Now that problems have surfaced, regulators are trying to keep credit flowing while still shoring up credit quality.
And the Fed, which has kept interest rates far below their levels leading into the last recession, seems increasingly willing to ease rates as the threat of recession looms, something that could make 2001 considerably easier for banks.
If the Fed lowers rates, "and the loan problem is gone by late 2001, then 2002 could be set up as a good earnings comeback year," said Nancy Bush, a bank analyst at Prudential Securities in New York.
"The stocks will start to discount that possibility at least six months ahead of time, so by mid-2001 stocks could shrug off a good bit of this concern about credit quality," she said.
All bets are off, Bush said, if banks continued to make bad loans beyond the 1996 to 1998 period that led to the most recent losses. If the bad loans were limited to that time, then "this is not a bottomless pit," she said.
For now, banks' credit quality problems are dwarfed by the staggering losses of the early '90s, when past-due loans compared to assets reached into the 3 percent range, according to the FDIC.
In the third quarter--the worst so far this year--past-due loans were 0.7 percent of assets. This year marks the first uptick since 1991.
"We have a long way to go before we're anywhere close to the early '90s," said Kevin Brown, senior financial analyst in the FDIC's research division.
Brown said it would be naïve to expect banks to continue their run of stellar credit quality.
"It's been like perfect weather for boating. How often does that happen?" he said.
The weather is still fairly temperate for small community banks, whose stocks have been beaten down despite the fact they have not had the same degree of loan problems as their larger brethren.
The small banks also have posted bottom-line improvements despite a rising interest rate environment, according to a recent report on community banks from Howe Barnes Investments Inc.
"We attribute this to better revenue diversification, close attention to expense controls and a sharp eye on credit quality," the report said.
Because of the wall larger banks have hit with technology and other improvements, Schroeder said he believes another wave of bank acquisitions is coming. The prices will be lower this time, though, because the stock prices are lower.
"The heyday for bank acquisitions for the seller is not going to return," Schroeder said.
He doubts that many midsize banks will be acquiring larger banks, which has happened in recent years when some larger banks ran into trouble and could not salvage their stock prices.

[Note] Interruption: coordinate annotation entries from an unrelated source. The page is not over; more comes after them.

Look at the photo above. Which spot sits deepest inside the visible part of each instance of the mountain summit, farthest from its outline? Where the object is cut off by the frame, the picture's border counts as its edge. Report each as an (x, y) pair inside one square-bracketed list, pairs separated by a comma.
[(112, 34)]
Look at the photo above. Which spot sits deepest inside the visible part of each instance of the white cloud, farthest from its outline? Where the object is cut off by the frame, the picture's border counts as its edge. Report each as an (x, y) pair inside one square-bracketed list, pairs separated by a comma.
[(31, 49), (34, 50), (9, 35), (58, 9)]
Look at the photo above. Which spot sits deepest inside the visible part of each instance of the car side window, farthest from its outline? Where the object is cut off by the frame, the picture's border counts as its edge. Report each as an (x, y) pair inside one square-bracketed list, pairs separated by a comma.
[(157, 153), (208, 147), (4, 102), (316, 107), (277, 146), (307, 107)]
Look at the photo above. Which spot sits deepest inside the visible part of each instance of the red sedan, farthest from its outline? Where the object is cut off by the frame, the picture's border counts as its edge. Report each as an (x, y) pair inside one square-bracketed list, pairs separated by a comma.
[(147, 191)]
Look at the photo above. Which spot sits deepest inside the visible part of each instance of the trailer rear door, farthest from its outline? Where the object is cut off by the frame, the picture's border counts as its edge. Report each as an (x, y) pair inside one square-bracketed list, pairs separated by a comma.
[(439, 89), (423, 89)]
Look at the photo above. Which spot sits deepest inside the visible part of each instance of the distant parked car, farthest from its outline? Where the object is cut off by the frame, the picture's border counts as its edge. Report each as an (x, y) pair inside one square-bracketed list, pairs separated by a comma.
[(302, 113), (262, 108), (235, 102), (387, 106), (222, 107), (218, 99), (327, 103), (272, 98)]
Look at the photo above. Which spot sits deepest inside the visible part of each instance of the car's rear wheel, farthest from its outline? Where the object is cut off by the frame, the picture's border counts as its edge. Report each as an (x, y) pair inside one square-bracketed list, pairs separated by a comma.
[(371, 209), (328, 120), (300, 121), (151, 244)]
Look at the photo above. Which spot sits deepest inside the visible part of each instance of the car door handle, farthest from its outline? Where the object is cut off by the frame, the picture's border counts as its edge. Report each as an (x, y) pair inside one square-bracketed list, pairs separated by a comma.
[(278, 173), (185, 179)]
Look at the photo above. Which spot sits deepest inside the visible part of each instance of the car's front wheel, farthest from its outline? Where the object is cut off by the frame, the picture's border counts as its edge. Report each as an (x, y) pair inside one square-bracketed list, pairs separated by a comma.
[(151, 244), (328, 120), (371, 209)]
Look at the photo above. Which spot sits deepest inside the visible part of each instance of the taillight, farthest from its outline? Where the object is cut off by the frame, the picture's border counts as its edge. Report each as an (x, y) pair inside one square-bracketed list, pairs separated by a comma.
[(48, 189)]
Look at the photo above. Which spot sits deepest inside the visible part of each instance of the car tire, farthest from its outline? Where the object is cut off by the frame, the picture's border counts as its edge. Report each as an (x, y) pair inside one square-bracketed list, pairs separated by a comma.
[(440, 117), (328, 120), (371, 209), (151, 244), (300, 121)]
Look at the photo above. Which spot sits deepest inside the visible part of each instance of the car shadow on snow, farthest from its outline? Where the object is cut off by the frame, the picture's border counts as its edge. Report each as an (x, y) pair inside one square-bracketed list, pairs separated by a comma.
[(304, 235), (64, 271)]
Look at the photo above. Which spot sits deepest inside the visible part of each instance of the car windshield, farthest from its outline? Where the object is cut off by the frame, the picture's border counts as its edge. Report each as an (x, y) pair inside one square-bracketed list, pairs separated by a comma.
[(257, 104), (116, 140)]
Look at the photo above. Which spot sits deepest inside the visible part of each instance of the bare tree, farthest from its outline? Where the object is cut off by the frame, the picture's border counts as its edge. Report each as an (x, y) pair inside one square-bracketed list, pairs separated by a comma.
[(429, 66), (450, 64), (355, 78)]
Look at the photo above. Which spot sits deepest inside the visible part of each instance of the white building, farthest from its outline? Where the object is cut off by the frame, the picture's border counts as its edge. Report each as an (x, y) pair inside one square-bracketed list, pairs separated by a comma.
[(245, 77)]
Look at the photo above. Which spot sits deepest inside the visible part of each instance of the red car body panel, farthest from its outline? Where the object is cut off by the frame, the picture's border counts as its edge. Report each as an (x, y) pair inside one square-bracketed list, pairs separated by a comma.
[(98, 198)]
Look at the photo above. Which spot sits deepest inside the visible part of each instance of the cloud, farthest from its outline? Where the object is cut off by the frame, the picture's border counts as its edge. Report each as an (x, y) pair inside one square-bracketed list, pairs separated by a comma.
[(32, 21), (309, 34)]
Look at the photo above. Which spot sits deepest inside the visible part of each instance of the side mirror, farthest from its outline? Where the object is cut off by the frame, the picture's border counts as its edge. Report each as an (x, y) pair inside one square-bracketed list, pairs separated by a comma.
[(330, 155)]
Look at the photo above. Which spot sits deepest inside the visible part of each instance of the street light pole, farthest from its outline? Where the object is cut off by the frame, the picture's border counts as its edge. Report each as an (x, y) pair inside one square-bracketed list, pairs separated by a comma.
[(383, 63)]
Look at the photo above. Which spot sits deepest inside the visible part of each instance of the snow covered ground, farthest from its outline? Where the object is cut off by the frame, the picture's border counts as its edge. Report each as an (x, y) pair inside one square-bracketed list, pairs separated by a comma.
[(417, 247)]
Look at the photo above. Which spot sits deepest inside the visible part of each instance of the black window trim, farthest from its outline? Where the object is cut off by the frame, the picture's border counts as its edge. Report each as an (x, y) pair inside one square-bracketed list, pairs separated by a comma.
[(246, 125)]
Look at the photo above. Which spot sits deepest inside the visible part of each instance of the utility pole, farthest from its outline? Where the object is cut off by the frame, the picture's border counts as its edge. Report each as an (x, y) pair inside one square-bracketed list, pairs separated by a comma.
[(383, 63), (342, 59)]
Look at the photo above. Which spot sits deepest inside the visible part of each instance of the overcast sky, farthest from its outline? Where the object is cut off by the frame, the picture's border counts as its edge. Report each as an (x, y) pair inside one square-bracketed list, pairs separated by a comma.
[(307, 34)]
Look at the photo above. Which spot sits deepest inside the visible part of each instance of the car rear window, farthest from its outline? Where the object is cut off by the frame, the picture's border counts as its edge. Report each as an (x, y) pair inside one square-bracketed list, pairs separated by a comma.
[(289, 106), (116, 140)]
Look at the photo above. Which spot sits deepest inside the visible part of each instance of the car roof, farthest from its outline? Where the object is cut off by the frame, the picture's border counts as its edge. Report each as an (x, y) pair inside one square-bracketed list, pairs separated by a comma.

"Bigger banks are at a competitive advantage in management knowledge, technology and funding, three reasons larger banks continue to be in a better position to buy smaller banks," he said.
One potential buyer is Chicago-based Bank One Corp., particularly if you look to 2002, said Bert Ely, a bank consultant in Alexandria, Va.
The coming year could be easier on Bank One--which has already endured earnings problems after being assembled in a massive 1998 merger--than on some banks whose problems are just now surfacing, he said.
"They may have a tougher go of it than Bank One, where we think most of the bad news has been out there for some time," Ely said.